- Born: September 3, 1994 Osmancık, Çorum, Turkey
- Died: June 9, 2017 (aged 22) Kozluk, Batman, Turkey
- Cause of death: Gunshot wound
- Resting place: Osmancık, Çorum
- Citizenship: Turkish
- Education: Necmettin Erbakan University
- Occupation: Music teacher

= Killing of Şenay Aybüke Yalçın =

Turkish teacher killed by Kurdish militants (PKK)

Şenay Aybüke Yalçın (3 September 1994 – 9 June 2017) was a Turkish teacher. In 2016, she was appointed as a music teacher at Kozluk Multi-Program Anatolian High School in the Kozluk district of Batman. She died in 2017 after being struck by a bullet during an attack by the Kurdistan Workers' Party (PKK) targeting the mayor of Kozluk.

After Aybüke Yalçın was killed by the PKK, various institutions and places across the country were named in her memory, and competitions and tournaments were organized in her honor. A film about her life was released in 2023.

== Life ==
Şenay was born on September 3, 1994, in the Osmancık district of Çorum. Her name was given by her parents, who were deeply affected by the death of a young girl in a cartoon depicting the Khojaly Massacre. They combined the name of the character, Aybüke, with her paternal grandmother's name, Şenay.

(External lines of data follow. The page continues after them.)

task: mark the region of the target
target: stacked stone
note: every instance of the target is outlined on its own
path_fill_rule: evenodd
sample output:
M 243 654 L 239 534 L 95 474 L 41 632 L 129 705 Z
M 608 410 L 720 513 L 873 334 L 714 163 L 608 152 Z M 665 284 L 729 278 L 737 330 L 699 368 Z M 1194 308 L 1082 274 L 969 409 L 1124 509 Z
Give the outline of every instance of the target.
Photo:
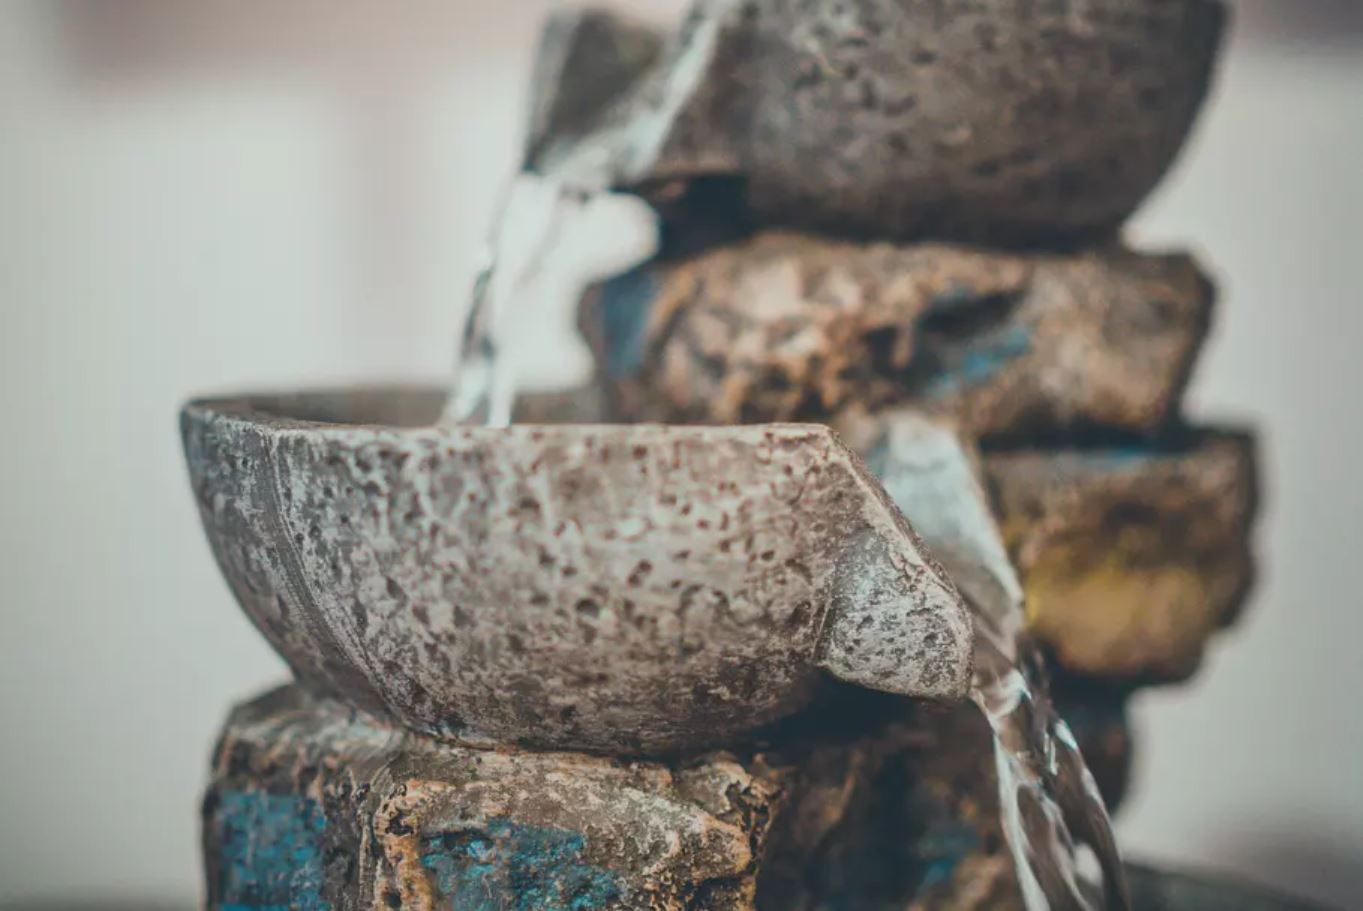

She graduated from Körfez Anatolian High School. During this time, she received music education at the Edremit Culture and Arts Association. Later, she graduated from Necmettin Erbakan University's Music Teaching Department. In 2016, she was appointed as a music teacher at Kozluk Multi-Program Anatolian High School in the Kozluk district of Batman. She was also a scout leader.

== Death ==
On 9 June 2017, after distributing report cards to her students, she and four friends got into a car and drove off. A PKK attacker, waiting in a taxi he had hijacked on a side road in the town center, opened fire with a long-range weapon on a vehicle belonging to Mayor Veysi Işık as it passed in front of him. Although the mayor's car attempted to maneuver and escape, the attacker continued firing at the vehicle. Yalçın was close to the scene during the attack, and several of the bullets struck her. She was taken to Kozluk State Hospital with severe injuries and died shortly after. Her body was transported to her birthplace, Osmancık, where she was buried.

== Perpetrators ==
The person who carried out the attack fled the area. When he arrived in front of the Bekirhan Gendarmerie Station during his escape, the gendarmerie shouted "Stop!" but he did not heed the warning and detonated the vehicle he was in. On March 22, 2018, it was announced that the PKK member codenamed "Agit," who had prepared the bomb device, was killed in a gendarmerie operation in the rural area of Sason district. Additionally, in the case related to the attack, five people were sentenced to 18 years in prison for "providing weapons to a terrorist organization" by the Batman 3rd Heavy Penal Court.

== Memory ==
After her death, her name was given to the Kozluk Multi-Program Anatolian High School where she worked, the Körfez Anatolian High School from which she graduated, the Hospital Street where the attack took place, and the orchestra hall at Necmettin Erbakan University, from which she also graduated. Across Turkey, her name has been given to a middle school in Osmancık, a public library in Batman, a guesthouse in Kozluk, the library of a school in Bozbulut village in Muş, a library in Dörtyol, an art workshop at a high school in Pozantı, an overpass in Safranbolu, a street in Çankaya, a classroom at Batman University, and a public library in Keçiören. Additionally, her name has been given to three kindergartens and a nursery in Hatay, Karabük, and Ankara. In Çorum, a cultural center and an art center at a high school were opened in her memory. On May 2, 2023, Recep Tayyip Erdoğan announced that an oil well discovered on Küpeli Mountain would be named after the teacher.

In her memory, a table tennis tournament was held in 2017, a Turkish folk music solo singing competition took place in 2018, and a volleyball tournament was organized in 2021. The film "Aybüke: I Became a Teacher" which tells the story of Yalçın's life, was released on November 24, 2023.